Estudo investiga se hábitos de consumo conseguem prever a que grupos sociais pertencemos e se estamos ficando cada vez mais isolados em “bolhas” culturais.
Qual é o assunto da pesquisa?
O estudo parte da percepção de que a distância cultural entre grupos sociais está cada vez maior, especialmente em razão da crescente polarização política. Faz parte do senso comum imaginar que pessoas que usam certas marcas de roupa têm determinado poder aquisitivo, indivíduos que consomem tal tipo de entretenimento votam em certo candidato etc. Porém, será que nossos hábitos podem de fato prever quem somos? E mais do que isso, será que estamos ficando cada vez mais isolados em nossas “bolhas” culturais?
Pesquisadores da Universidade de Chicago investigaram essas questões.
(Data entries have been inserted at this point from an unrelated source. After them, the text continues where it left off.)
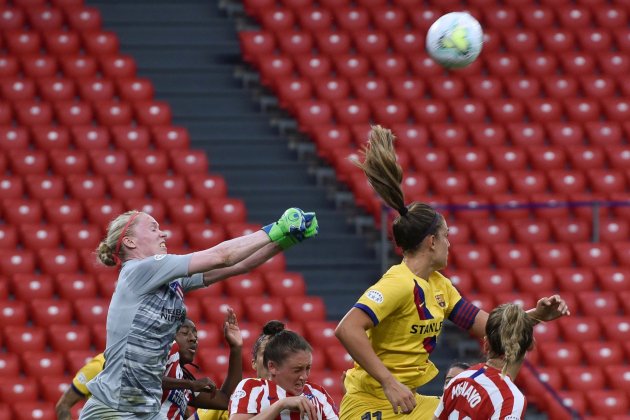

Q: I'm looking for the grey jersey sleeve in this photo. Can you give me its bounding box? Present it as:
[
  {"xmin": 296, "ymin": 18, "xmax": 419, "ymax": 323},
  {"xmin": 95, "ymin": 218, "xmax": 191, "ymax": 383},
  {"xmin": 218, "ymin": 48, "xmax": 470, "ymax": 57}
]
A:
[
  {"xmin": 181, "ymin": 273, "xmax": 205, "ymax": 292},
  {"xmin": 120, "ymin": 254, "xmax": 194, "ymax": 295}
]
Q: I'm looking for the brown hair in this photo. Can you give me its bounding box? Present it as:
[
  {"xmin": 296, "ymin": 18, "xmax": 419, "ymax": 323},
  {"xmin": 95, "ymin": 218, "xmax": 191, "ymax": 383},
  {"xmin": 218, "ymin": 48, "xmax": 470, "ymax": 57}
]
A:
[
  {"xmin": 252, "ymin": 319, "xmax": 285, "ymax": 360},
  {"xmin": 355, "ymin": 125, "xmax": 442, "ymax": 251},
  {"xmin": 96, "ymin": 210, "xmax": 140, "ymax": 267},
  {"xmin": 486, "ymin": 303, "xmax": 535, "ymax": 374}
]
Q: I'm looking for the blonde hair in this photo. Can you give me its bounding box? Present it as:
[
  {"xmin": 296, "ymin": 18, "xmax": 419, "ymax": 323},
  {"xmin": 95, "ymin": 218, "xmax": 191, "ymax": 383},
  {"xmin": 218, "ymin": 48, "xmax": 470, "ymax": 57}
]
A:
[
  {"xmin": 96, "ymin": 210, "xmax": 140, "ymax": 267},
  {"xmin": 486, "ymin": 303, "xmax": 535, "ymax": 375},
  {"xmin": 355, "ymin": 125, "xmax": 442, "ymax": 252}
]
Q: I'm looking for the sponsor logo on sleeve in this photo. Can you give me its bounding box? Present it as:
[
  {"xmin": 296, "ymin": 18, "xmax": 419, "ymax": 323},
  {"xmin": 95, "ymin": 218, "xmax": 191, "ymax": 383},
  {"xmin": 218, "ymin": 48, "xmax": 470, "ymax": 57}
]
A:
[{"xmin": 365, "ymin": 290, "xmax": 383, "ymax": 303}]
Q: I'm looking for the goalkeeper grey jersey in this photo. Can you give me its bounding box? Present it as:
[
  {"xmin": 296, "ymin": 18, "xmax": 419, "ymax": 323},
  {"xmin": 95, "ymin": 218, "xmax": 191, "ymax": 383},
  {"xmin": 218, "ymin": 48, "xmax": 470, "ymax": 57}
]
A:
[{"xmin": 87, "ymin": 254, "xmax": 203, "ymax": 413}]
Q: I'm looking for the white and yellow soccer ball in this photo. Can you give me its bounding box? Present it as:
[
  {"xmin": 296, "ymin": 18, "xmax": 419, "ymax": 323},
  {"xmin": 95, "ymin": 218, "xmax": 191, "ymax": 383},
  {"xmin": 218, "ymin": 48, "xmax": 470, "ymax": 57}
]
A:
[{"xmin": 426, "ymin": 12, "xmax": 483, "ymax": 69}]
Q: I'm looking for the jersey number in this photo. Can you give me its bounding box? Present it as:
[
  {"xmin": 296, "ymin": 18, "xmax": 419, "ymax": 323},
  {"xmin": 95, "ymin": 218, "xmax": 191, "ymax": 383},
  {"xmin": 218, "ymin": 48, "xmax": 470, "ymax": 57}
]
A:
[
  {"xmin": 448, "ymin": 410, "xmax": 471, "ymax": 420},
  {"xmin": 361, "ymin": 411, "xmax": 382, "ymax": 420}
]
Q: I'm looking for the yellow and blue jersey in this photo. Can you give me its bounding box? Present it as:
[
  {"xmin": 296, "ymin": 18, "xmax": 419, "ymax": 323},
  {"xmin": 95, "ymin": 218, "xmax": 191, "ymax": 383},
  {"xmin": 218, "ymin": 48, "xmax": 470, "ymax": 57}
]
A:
[{"xmin": 345, "ymin": 264, "xmax": 479, "ymax": 398}]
Embora o estudo tenha sido realizado nos EUA, é possível relacionar os resultados alcançados ao Brasil e, principalmente, refletir sobre o poder preditivo dos dados – uma das bases para quem trabalha com Data Science.
Qual foi o método utilizado?
Os pesquisadores mediram a extensão da distância cultural entre grupos sociais ao longo do tempo. Eles dividiram esses grupos sociais segundo renda, gênero, nível educacional, raça e ideologia política e investigaram se era possível prever o pertencimento a esses grupos segundo hábitos de consumo, utilização de mídia, crenças e gasto de tempo.
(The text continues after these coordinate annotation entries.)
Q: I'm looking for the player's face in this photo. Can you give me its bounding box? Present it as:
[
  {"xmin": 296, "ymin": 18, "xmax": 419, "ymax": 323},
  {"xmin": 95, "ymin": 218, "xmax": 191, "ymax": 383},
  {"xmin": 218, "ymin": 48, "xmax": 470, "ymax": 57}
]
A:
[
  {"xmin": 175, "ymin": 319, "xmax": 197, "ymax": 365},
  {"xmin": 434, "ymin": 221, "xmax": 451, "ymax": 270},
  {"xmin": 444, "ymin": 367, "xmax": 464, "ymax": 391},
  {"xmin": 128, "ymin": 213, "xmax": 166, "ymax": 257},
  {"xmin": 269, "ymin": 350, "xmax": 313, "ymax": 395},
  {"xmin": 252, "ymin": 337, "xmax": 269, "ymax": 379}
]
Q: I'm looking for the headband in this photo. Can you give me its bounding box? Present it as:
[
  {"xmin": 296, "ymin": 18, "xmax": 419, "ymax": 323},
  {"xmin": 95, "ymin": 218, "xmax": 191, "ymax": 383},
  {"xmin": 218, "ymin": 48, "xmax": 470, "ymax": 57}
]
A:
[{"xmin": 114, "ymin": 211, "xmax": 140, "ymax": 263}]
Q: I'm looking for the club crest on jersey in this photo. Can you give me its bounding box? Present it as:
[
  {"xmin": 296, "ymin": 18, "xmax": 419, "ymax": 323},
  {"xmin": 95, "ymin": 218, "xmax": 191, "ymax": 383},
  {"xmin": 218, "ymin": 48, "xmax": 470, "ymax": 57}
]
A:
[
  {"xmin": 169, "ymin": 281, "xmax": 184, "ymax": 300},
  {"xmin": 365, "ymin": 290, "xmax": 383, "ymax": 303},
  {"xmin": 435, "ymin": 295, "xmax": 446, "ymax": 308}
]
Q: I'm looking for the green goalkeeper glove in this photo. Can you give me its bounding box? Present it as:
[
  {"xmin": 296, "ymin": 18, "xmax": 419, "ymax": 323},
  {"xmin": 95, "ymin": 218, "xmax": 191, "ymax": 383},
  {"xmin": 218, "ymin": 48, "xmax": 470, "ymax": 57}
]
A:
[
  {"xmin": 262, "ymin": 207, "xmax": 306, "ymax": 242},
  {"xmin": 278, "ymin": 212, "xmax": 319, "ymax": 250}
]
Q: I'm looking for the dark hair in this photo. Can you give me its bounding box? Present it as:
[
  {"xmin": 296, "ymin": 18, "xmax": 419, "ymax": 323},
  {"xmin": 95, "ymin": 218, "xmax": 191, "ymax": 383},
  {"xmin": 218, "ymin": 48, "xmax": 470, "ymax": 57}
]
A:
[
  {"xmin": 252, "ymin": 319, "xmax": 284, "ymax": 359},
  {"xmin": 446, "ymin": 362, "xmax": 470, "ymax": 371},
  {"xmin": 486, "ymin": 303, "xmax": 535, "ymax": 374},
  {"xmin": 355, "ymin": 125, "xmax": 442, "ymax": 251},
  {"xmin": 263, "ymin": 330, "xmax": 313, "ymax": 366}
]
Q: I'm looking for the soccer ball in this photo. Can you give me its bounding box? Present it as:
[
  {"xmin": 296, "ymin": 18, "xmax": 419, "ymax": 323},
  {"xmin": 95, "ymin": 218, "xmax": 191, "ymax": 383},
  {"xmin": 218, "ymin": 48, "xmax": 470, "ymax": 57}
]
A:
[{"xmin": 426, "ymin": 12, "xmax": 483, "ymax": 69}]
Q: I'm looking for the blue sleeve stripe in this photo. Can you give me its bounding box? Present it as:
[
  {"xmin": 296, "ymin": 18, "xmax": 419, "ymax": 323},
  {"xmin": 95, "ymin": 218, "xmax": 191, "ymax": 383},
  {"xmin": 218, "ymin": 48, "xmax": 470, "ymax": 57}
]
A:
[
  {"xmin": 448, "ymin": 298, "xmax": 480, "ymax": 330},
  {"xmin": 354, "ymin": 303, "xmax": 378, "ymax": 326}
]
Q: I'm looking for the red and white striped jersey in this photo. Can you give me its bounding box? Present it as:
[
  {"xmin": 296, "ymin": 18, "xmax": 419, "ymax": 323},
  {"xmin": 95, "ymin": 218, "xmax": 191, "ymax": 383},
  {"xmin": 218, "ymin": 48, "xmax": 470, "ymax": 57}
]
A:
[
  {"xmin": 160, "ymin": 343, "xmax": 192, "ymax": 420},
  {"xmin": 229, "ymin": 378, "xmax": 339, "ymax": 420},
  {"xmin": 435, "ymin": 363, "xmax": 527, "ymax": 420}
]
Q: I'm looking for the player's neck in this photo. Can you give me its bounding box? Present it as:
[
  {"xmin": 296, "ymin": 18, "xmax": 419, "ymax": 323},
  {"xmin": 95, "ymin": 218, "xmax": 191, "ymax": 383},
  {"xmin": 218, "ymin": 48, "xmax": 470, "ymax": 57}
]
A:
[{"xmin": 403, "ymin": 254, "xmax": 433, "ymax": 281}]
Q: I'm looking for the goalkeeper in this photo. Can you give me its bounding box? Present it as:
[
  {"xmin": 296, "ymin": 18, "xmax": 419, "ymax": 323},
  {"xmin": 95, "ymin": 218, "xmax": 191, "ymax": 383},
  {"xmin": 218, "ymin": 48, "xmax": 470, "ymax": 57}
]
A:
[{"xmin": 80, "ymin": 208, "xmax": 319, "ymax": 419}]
Foram utilizados algoritmos de machine learning para detectar padrões nos seguintes bancos de dados, com respostas de questionários aplicados ao longo de décadas: The American Heritage Time Use Study (pesquisa realizada com 669 a 10.210 entrevistados a respeito de como gastaram seu tempo com sono, trabalho e entretenimento), The General Social Survey (entre 1.093 e 3.735 pesquisados sobre suas crenças a respeito de assuntos sociais) e Mediamark Research Intelligence (entre 15.352 e 22.033 adultos consultados sobre hábitos de consumo e entretenimento).
As predições foram realizadas com três abordagens estatísticas diferentes: rede elástica, árvore de regressão e floresta aleatória.
Resultados
É interessante observar as mudanças de poder preditivo ao longo dos anos. Em 2016, o hábito de consumo que melhor prevê que uma pessoa é rica é ter realizado uma viagem doméstica. Em 1992, o hábito mais representativo era ter uma máquina de lavar louças. Outros resultados podem ser conferidos na tabela a seguir.
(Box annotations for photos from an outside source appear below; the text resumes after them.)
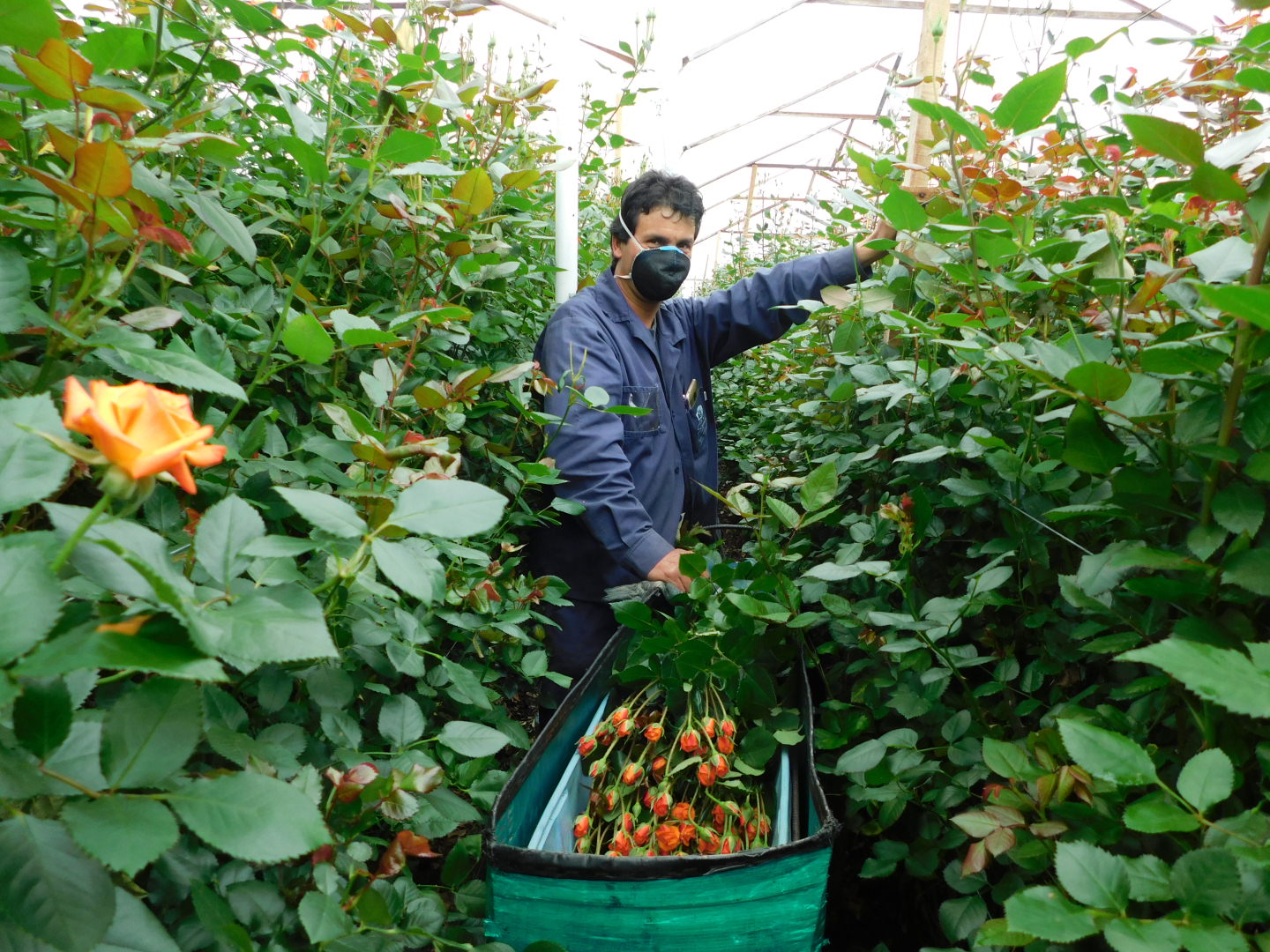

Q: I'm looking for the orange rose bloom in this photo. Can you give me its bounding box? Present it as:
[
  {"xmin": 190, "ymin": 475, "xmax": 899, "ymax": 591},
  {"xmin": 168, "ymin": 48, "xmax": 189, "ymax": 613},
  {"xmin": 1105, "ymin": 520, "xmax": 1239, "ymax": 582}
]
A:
[{"xmin": 63, "ymin": 377, "xmax": 225, "ymax": 493}]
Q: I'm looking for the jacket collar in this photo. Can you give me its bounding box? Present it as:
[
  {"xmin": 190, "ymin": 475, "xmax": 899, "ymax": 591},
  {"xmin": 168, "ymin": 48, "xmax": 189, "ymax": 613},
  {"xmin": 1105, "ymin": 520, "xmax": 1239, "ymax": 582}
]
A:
[{"xmin": 595, "ymin": 268, "xmax": 687, "ymax": 346}]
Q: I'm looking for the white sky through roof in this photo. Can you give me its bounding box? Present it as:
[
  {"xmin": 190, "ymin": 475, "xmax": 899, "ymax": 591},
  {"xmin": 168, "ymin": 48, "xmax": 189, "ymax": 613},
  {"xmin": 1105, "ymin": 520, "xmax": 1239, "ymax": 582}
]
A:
[{"xmin": 468, "ymin": 0, "xmax": 1242, "ymax": 280}]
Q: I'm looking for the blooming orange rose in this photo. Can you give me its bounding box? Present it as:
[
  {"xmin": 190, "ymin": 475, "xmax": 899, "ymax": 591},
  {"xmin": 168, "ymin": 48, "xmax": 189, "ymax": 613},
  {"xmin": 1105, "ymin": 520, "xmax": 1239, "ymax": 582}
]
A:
[{"xmin": 63, "ymin": 377, "xmax": 225, "ymax": 493}]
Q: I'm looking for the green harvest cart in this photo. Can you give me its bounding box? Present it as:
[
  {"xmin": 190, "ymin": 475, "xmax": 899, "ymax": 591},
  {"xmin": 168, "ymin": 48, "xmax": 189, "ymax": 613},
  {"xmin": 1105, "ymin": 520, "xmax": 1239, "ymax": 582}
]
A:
[{"xmin": 485, "ymin": 632, "xmax": 838, "ymax": 952}]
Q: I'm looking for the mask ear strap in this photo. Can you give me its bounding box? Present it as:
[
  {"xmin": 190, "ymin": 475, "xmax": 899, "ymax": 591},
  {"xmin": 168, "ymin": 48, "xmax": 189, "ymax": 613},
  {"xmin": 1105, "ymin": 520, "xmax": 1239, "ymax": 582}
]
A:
[{"xmin": 617, "ymin": 205, "xmax": 639, "ymax": 243}]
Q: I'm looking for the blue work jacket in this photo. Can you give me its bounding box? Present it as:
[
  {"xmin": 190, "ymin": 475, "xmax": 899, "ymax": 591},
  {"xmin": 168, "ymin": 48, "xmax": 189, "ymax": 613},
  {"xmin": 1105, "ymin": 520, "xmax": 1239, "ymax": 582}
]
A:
[{"xmin": 529, "ymin": 248, "xmax": 868, "ymax": 600}]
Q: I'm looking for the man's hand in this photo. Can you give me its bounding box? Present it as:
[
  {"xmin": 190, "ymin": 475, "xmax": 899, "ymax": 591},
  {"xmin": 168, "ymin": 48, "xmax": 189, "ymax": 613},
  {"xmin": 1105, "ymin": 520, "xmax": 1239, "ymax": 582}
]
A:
[
  {"xmin": 856, "ymin": 219, "xmax": 900, "ymax": 264},
  {"xmin": 856, "ymin": 185, "xmax": 938, "ymax": 264},
  {"xmin": 647, "ymin": 548, "xmax": 692, "ymax": 591}
]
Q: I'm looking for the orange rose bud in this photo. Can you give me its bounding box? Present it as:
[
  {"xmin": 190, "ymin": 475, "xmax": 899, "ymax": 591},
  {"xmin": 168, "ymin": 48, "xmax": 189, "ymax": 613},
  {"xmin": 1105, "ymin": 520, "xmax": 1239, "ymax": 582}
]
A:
[
  {"xmin": 63, "ymin": 377, "xmax": 225, "ymax": 493},
  {"xmin": 656, "ymin": 822, "xmax": 679, "ymax": 856},
  {"xmin": 609, "ymin": 830, "xmax": 631, "ymax": 856},
  {"xmin": 396, "ymin": 830, "xmax": 441, "ymax": 859},
  {"xmin": 670, "ymin": 802, "xmax": 698, "ymax": 820}
]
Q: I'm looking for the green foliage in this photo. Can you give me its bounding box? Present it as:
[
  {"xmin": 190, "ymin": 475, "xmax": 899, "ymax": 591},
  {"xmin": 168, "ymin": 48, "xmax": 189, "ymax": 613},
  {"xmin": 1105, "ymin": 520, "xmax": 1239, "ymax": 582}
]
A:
[
  {"xmin": 0, "ymin": 0, "xmax": 635, "ymax": 952},
  {"xmin": 715, "ymin": 17, "xmax": 1270, "ymax": 952}
]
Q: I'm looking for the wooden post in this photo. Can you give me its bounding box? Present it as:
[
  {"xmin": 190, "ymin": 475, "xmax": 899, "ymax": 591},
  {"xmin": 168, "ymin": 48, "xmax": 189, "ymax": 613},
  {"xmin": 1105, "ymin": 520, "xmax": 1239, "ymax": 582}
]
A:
[
  {"xmin": 741, "ymin": 162, "xmax": 758, "ymax": 250},
  {"xmin": 904, "ymin": 0, "xmax": 949, "ymax": 188}
]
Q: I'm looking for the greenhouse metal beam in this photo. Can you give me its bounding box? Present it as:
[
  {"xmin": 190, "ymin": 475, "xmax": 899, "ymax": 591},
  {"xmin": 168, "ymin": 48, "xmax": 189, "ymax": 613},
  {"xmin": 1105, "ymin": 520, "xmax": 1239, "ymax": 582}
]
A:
[
  {"xmin": 808, "ymin": 0, "xmax": 1195, "ymax": 33},
  {"xmin": 679, "ymin": 0, "xmax": 808, "ymax": 69},
  {"xmin": 773, "ymin": 109, "xmax": 881, "ymax": 119},
  {"xmin": 684, "ymin": 51, "xmax": 895, "ymax": 152},
  {"xmin": 322, "ymin": 0, "xmax": 639, "ymax": 66}
]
O estudo apresenta diversos outros hábitos capazes de prever o pertencimento a determinados grupos sociais. Por exemplo, em todos os anos o consumo de álcool foi um bom preditor para a ideologia política – liberais tendem a beber mais do que conservadores. Outros padrões de consumo podem ser vistos na tabela a seguir.
É interessante também observar as diferenças culturais em relação à utilização de mídia e as crenças que melhor predisseram a ideologia política. Por exemplo, assistir ao filme Juno ou à série Sex and the City é um bom preditor de que o espectador é um liberal. Por outro lado, quem assiste a The O’Reilly Factor tem maior chance de ser conservador.
Curiosamente, o estudo não foi capaz de detectar um crescimento das distâncias culturais entre todos os grupos sociais, à exceção dos grupos relacionados à ideologia política. Em outras palavras, homens e mulheres, ricos e pobres, brancos e negros, têm mantidos hábitos culturais semelhantes ao longo do tempo. Porém, as bolhas culturais entre conservadores e liberais têm se distanciado cada vez mais. Em 1976, a porcentagem de diferenças entre conservadores e liberais em assuntos como casamento, sexo e religião era 63%. Em 1996, ela subiu para 70,5% e, em 2016, alcança 77,8%. Como diz Emir Kamenica, um dos pesquisadores responsáveis pelo estudo:
Este não é um fenômeno novo. Nos últimos 40 anos, liberais e conservadores estão discordando mais a cada ano. Em todos os tópicos, liberais e conservadores estão discordando mais do que costumavam.
Segundo Marianne Bertrand, também responsável pela pesquisa, ter referências culturais comuns – como programas de televisão e filmes – é importante porque permite a conversação e a troca entre pessoas com pontos de vista diferentes. Se ficarmos cada vez mais isolados, dificultaremos cada vez mais nossa capacidade de diálogo.